W opinii Kazimierza Kutza z PO to "coś tak obrzydliwego, jak tylko można wyobrazić, że komuś w swoim zacietrzewieniu wpadło do głowy, by przekopać całą twórczość poety" i znaleźć fragmenty oderwane od kontekstu. - Odrywanie wypowiedzi od kontekstu literackiego, poetyckiego, społecznego, towarzyskiego jest dowodem jakiejś straszliwej złej woli, nienawiści do Miłosza - uznał Kutz. Odnosząc się do cytatu o krucyfiksie, Kutz ocenił, że "po tym, co się działo na naszych oczach w Warszawie, jest to bardzo łagodne określenie".

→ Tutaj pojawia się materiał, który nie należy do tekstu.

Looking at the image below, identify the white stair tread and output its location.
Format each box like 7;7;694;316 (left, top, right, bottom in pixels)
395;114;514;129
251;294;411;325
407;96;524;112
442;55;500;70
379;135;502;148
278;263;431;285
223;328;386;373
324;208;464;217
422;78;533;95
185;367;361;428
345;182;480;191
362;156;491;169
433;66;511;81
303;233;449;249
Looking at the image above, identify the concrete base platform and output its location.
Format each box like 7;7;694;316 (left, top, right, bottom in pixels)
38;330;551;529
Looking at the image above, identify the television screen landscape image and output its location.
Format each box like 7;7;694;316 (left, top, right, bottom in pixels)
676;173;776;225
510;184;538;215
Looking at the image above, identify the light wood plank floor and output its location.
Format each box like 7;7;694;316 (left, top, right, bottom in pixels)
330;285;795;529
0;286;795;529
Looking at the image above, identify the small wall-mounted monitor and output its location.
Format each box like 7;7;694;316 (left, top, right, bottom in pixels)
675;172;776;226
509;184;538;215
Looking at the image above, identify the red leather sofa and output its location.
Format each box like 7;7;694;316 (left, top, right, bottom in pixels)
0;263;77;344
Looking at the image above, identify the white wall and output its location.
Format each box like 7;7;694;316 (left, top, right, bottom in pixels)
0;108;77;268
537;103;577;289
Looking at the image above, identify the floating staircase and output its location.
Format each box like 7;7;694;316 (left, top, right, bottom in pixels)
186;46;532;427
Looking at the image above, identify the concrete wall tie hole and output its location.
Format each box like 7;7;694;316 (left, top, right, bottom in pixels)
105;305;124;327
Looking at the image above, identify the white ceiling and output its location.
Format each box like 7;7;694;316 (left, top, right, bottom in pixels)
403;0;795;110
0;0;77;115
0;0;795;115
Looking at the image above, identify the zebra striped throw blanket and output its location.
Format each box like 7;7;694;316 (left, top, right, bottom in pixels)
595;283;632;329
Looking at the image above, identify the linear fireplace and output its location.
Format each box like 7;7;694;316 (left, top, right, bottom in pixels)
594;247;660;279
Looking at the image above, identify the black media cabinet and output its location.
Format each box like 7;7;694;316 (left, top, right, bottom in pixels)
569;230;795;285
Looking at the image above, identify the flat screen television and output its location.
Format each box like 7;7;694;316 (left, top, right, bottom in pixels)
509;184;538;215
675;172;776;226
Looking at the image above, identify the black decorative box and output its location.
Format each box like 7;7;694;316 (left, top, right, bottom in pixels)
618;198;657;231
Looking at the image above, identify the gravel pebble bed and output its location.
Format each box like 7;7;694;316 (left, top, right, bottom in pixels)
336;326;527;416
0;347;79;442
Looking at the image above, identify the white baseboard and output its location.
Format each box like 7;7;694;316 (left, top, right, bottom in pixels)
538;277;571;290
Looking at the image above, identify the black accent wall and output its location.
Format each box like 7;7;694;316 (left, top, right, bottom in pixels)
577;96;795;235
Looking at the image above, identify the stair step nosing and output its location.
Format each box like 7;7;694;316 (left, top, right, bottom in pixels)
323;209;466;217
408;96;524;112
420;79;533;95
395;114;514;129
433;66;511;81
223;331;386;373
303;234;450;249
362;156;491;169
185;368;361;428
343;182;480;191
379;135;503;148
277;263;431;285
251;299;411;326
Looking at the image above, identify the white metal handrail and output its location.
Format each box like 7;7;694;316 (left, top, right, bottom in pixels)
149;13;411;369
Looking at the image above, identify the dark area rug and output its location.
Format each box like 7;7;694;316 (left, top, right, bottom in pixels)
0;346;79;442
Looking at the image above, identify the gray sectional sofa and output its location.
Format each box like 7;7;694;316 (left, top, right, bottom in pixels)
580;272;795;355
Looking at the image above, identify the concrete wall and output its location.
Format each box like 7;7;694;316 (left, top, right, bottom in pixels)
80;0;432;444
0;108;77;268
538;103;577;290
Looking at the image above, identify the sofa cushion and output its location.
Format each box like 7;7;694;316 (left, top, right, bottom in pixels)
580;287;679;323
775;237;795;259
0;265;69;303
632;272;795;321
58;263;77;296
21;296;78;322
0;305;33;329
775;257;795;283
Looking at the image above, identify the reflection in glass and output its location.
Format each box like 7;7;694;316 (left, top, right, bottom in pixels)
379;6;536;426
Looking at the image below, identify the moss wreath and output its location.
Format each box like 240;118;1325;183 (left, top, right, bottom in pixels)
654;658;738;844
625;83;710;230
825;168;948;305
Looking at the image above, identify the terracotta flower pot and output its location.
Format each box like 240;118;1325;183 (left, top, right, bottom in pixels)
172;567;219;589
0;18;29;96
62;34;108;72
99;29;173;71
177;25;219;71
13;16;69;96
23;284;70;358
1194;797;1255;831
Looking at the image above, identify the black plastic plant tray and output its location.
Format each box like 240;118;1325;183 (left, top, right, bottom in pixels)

- Dobra i mądra sztuka czy literatura nigdy nie jest papką, miłą, łatwą i przyjemną. Musi być czasami bardzo mocna, czasami musi działać na nasze emocje, a najważniejsze - musi nas zmuszać do myślenia - mówiła z kolei Małgorzata Kidawa-Błońska z PO. - Nie wyobrażam sobie, byśmy - w polskim Sejmie, po 20 latach wolności - nagle uważali, że jedni twórcy są godni, by o nich mówić, a innych skazywali na emigrację czy nawet rodzaj cenzury - podkreśliła Kidawa-Błońska. Podczas głosowania nad uchwałą 16 posłów było za jej przyjęciem, jeden przeciw, dwóch wstrzymało się od głosu.

PAP, arb

Proszę czekać ...

Proszę czekać ...

Proszę czekać ...

Proszę czekać ...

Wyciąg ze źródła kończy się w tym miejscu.